The Dream Job and a Well Lived Life

I was reading an article last week about The Lone Bellow, one of my favorite bands of the last year or so, that gave a little bit of history on the band. It talked about the years before they hit it big, when they were all just living in Brooklyn working multiple jobs at diners and restaurants. It got me thinking about what we consider success and how long it takes to hit it. Zach Williams, the lead singer, was 31 when their first album came out, an ancient by college standards and pretty darn close to my age.

I started to look up other “stars” who got a late start in life. Julia Child didn’t learn to cook until she was over 40. Andrea Bocelli didn’t sing opera until 34. Colonel Sanders started KFC at 65. Laura Ingalls Wilder (of Little House on the Prarie fame) didn’t start writing until she was 40 and her Little House books weren’t written until her 60’s. Alan Rickman (Professor Snape in Harry Potter) got his first movie role at 46. And speaking of Harry Potter, JK Rowling was 32 when the first book was published. Vincent Van Gogh has his first exhibition at age 32. Mark Twain wrote Huckleberry Finn at age 49.

This isn’t a “chase your dreams no matter how long it takes” rant. It isn’t a “follow your heart, even if you initially get rejected” article. I can only speak from personal experience, but my time in college gave me some sort of idealistic “change the world” attitude that implied if I hadn’t really done something meaningful with my life by the time I graduated, then I was wasting it. I mean, I grew up in a Facebook world where Mark Zuckerberg was an overnight billionaire as essentially a college kid. Follow your dreams, chase your passion, make a difference and for the love of God, don’t settle for a corporate job at a bank or something like that.

Enter 4.5 years at US Bank, a mere two years after graduation. Currently, I work for another financial firm, a great company, but a job none the less that I never imagined I would have. And no (sorry employers), it is not my dream job.

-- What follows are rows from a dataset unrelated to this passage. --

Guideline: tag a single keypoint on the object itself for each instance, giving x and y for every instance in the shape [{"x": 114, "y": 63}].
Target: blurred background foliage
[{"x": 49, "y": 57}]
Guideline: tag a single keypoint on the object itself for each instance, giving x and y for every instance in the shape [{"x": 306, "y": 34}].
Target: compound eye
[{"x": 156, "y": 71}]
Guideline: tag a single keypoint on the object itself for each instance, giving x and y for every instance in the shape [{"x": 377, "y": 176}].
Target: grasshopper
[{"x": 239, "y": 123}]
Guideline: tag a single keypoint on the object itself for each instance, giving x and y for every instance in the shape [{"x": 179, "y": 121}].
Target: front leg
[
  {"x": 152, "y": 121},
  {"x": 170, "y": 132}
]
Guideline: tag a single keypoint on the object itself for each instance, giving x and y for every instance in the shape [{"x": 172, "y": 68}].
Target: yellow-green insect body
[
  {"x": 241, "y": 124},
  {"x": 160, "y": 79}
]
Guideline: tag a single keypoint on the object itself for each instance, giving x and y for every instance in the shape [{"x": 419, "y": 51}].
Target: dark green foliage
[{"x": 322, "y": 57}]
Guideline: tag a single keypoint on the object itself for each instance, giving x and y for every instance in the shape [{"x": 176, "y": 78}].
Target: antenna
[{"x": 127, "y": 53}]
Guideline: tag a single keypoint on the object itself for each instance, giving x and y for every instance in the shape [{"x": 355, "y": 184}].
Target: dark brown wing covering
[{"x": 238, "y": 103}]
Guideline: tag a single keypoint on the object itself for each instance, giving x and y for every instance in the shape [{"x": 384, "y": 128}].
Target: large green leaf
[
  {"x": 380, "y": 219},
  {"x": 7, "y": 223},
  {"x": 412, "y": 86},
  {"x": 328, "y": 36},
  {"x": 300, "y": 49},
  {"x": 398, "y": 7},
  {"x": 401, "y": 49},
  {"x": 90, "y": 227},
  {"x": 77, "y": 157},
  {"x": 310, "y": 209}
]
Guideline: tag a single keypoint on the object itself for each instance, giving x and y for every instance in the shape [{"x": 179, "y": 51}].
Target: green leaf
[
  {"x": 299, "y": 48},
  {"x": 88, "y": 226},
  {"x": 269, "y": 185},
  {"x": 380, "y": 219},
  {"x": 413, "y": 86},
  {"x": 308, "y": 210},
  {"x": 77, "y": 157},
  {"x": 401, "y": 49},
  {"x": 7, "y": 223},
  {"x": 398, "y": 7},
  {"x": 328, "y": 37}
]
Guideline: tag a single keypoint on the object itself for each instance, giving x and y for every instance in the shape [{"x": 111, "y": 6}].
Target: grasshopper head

My generation grew up being told to follow our dreams, to chase the dream job. There is a great quote by Howard Thurman that says “Don’t ask what the world needs. Ask what makes you come alive, and go do it. Because what the world needs is people who have come alive.” I grew up wanting to be a professional football player and well, I didn’t exactly chase that dream. I have friends who are artists and designers and entrepreneurs and I know their job makes them feel alive and if I look at it romantically, I think, “Man, they have arrived! What am I doing with my life?” I am 29 and still wondering what I want to be when I grow up. My dream of owning a coffee shop concert venue may never be a reality. Does that mean I am a failure, because I didn’t follow my dream?

I don’t think so, but my self-doubt and insecurities sure bubble up and say yes. I know it’s never too late, that I could still be the next Colonel Sanders, Mark Twain or JK Rowling. But for every success story like those, there are a lot of failures or those who never actually tried and despite what I feel pressured to say by some invisible inspiring force, I don’t think that not trying equates to failure. Maybe I am trying to justify myself, but I don’t think so. Perhaps there is honor in working the job that you don’t like because it is where God placed you. Perhaps there is honor in working a job just to pay your bills and support a family instead of risking it all for the dream. Perhaps there is deeper meaning in living life with a purpose that is more than entrepreneurial.

Dreams change and rightly so. What was a dream as a kid may be my life passion… or it may not. I was listening to a This American Life episode a while ago and Nancy Updike said, “Not every death is the end of a well-lived life.” I think there lie the seeds to chasing your dreams and success and failure. It is about a well-lived life and what makes up a well lived life. And that isn’t defined by the dream job.